Well , it depends on how small the business is . I've been self employed in heavy civil since 84 and 15 yrs previous to that I was with my dad . Got close to 60 yrs punched . and still at it. when you are small business , you do the operating , you do the repairs , wife usually do the books . There were many weekends that wife and I want to get away for a few days but a basement needs to be dug , topsoil needs to be screened , repairs to be done and with profit margins in the toilet, if you don't work you don't eat . But there comes a time when (if you live long enough) ,that you shut it down Friday evenings and the hell with it till Monday morning . I jump on the Harley and go and now do what I want when I want and enjoy the fruits of the hard labour. take that Hemi car for a spin , go to the cabin etc etc . It will take a dedication like no other to be a small business person unless like said that you can hire people to do the work for you and even then , it's not a picnic . My feelings toward it now is "Never seen a Brinks Truck chasing a hearse yet"
I agree Cat_Man320, well said.
A little about my history. I started out building homes as that is what my father did and it was an easy (relatively speaking) path to start my own business, fresh out of college. I grew up in the home building business working on job sites from an early age but truth be known I hated building houses. However I made some good money for several years in that business but my heart was always in moving dirt and heavy equipment.
As time went on I wanted to get into dirt moving and developing so the obvious choice was to self perform developing our own lots and sell lots to other builders. It went well for a while.
Built that company to 15+ employees, nice office and $7-10M in revenues. Had a vertical side for multi-family and single family construction and a horizontal side for developing lots and land. Business was good but there was no time for life. I found myself bound by the organization that I had created. There were too many vacations, trips and social functions I should have taken but I had to feed the machine as there were many depending on it.
Then the crash of 08/09 hit and we all know how bad that was. I lost everything we had of monetary value. In the aftermath, I didn't dwell on bad business decisions or the woe is me sort of thing, I regretted not taking the time to enjoy life a little more.

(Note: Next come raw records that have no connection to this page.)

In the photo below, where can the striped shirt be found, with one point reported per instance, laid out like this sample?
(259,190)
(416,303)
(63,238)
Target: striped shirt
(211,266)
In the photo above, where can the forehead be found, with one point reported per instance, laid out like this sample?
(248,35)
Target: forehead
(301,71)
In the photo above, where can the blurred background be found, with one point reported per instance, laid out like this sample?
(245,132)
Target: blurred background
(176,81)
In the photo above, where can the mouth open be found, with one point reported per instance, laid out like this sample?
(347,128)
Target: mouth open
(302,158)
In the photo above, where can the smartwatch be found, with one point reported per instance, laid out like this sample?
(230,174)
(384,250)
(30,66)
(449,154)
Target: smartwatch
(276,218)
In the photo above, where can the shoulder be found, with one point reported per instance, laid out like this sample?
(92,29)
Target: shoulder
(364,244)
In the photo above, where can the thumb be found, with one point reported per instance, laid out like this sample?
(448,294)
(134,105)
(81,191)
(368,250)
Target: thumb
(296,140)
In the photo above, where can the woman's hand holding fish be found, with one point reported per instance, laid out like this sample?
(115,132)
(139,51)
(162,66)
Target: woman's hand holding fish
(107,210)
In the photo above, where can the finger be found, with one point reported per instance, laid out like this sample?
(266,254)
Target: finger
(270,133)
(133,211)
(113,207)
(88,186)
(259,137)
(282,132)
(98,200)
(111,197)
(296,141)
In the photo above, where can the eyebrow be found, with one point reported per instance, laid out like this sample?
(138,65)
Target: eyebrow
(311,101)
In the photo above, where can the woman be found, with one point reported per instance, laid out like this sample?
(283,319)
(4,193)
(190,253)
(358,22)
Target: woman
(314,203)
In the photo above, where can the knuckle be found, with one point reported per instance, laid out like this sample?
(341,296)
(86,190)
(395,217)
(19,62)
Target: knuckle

Started over in 2012 but with a different approach. Now I have a small company with 4 employees in the field including me with a nice diversified client base of retail, restaurant, institutional and residential clients.
Several things the crash taught me -
1- Always take time for yourself and your family, first and foremost.
2- Be diversified in your client base, when one segment of the market is down another is not affected.
3- Be lean and mean. 10-15 year old paid for equipment maintained will earn just as much as new paint and a payment
4- Manage your cash flow like it's the last drop of water on the planet.
5- Vet your GC's and clients before even bidding a job.
6- Always take time for yourself and your family, first and foremost.
1 and 6 box in all the rest.
This business will run you to death if you let it as there is always a deadline and there are always projects behind, usually at no fault of your own but being the first one onsite and one of the last to leave we bear the brunt of the schedule.
I don't get stressed anymore about too much work and how we're going to handle it or not having enough. As you build your client base and gain a good reputation, when you're needing a project to fill in, the phone will ring or an email will be in the in box.
Tomorrow the wife and I are driving to Atlanta to board a plane for an 11 day trip out of the country. I have one project to bid by Friday and I have my crew set up for a short week of work. The sun is going to come up and the sun is going to go down, dirt will be moved. I will have internet service but no phone service, I could have phone service but I don't want my phone messing with my vacation, it'll wait.:cool2
When I leave this earth, I'll leave it how I came in, covered in blood and screaming but until then I'm going to build a another business but not let it run me. Dirt will be moved, concrete will be poured, steel will be erected regardless who is doing it, however your time is finite.
It's taken me 20 years in this business of ups and downs to come to the realization that no project is more important than your personal time. Now with that being said I had a sweet project come across the desk with 62K CY's of fill, 10 acres of clearing and several thousand tons of road base to build an access road - yes it's a sickness but one has to balance.